Custom Rule Projections

Article
09/22/2010

[This content is no longer valid. For the latest information on "M", "Quadrant", SQL Server Modeling Services, and the Repository, see the Model Citizen blog.]

When your language's parser succeeds in parsing an input stream, it builds an abstract syntax tree (AST), which is a hierarchical representation that shows each syntax or token rule used to parse the input. The parser generates an output stream, based on the rules that occur in the AST. You can customize this output by specifying projections for syntax and token rules. A projection describes how to transform the part of the input stream that matched a rule into an output.

A Simple Example

The following example is of a projection. Note that the => operator in the Main syntax rule indicates the start of the projection definition.

module test
{
    language something
    {
        syntax Main = a:A => Inputs{a};
        token A     = 'X'#2..4;
    }
}

This language successfully parses any string that consists of 2 to 4 "X" literals. When the string "XX" is input, the following output is generated.

Inputs{
  "XX"
}

If you remove the rule projection (the string "=> Inputs{a}" in the Main rule), the following output is produced by the default projections.

Main[
  "XX"
]

Projection Syntax

A syntax or token rule consists of one or more productions. Each production specifies one or more terms that the input stream is compared to. As the parser reads the input stream, it tries to match parts of the stream against any of the productions in any of the grammar rules.

A production may specify a projection, which describes how to create the output from the part of the input stream that matched that a production's pattern declaration. If no projection is specified, then a default projection creates the output (see The Default Rule Projections).
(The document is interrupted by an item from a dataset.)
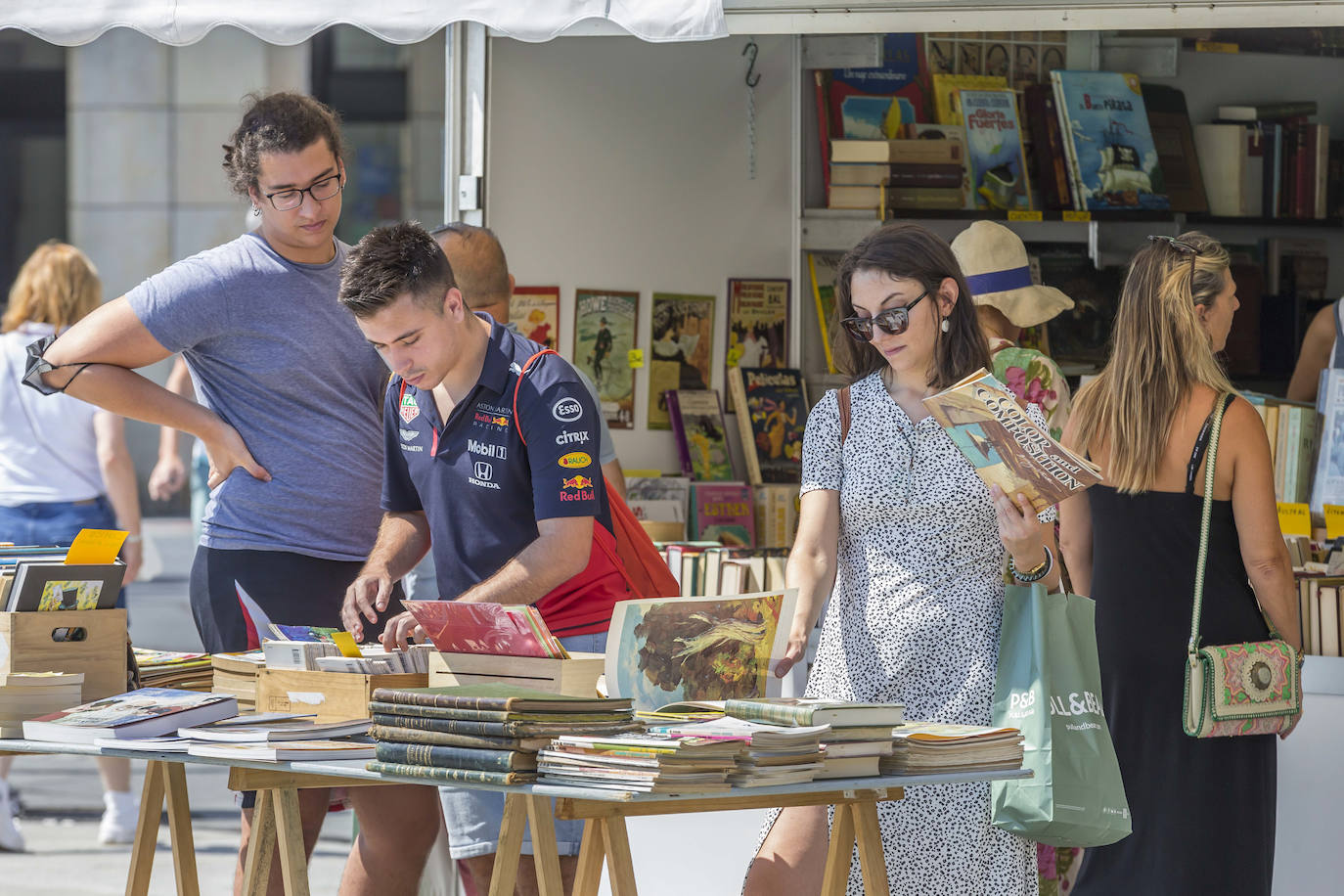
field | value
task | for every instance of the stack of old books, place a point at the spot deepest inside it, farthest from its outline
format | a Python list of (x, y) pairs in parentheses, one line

A projection specifies how to transform the input data to arrive at the desired output. Typically you derive the output from the terms in the syntax or token rule production that recognized part of the input stream. You bind variables to each term in the production that you want to reference in the projection. The projection then consists of several of these variables, often arranged in a list or collection. And the special functions valuesof, labelof, or id can be applied to these variables. The entire output that is derived from the input can be highly nested, because of the hierarchical nature of language syntax.

If present, a projection immediately follows the pattern declaration in a syntax rule production, and consists of the => operator, followed by a Term Projection, which is the body of the projection. The Term Projection consists of one or more terms and each term can be one of the following:

An atom, which can be one of the following:
- A literal.
- A reference to a variable that has been bound to one of the terms in the production pattern declaration.
- An operation on a reference.
A list with an optional label.
A collection with an optional label.

Customizing Your Output

One way to define a projection is to use code name “Intellipad” tool to examine the output created by the default projection and customize it to your requirements. There are several ways to customize the output of the default projection:

Naming and renaming nodes.
Consolidating node content with the valuesof() ("M" Reference) function.
Removing and adding nodes.
Changing the graph structure from a list to a collection.

For a description of the default projection output format, see The Default Rule Projections.

To illustrate this topic, input data is used that lists the types in a .NET assembly, their names, and access properties. A DSL is created that transforms the input into a format that can be loaded into the repository. The following sample data is used as input to the custom language.

TYPE Name=myString Access=public 
TYPE Name=myInteger Access=private

The complete code for this application appears at the end of this topic. As the method used to customize the default projection's output is illustrated, more and more of this code is examined.

Renaming Nodes

Frequently you may want to rename a node to improve legibility or to conform to the standards of an application that accesses the output. A very common requirement is to change the name of the default Main node to something more meaningful.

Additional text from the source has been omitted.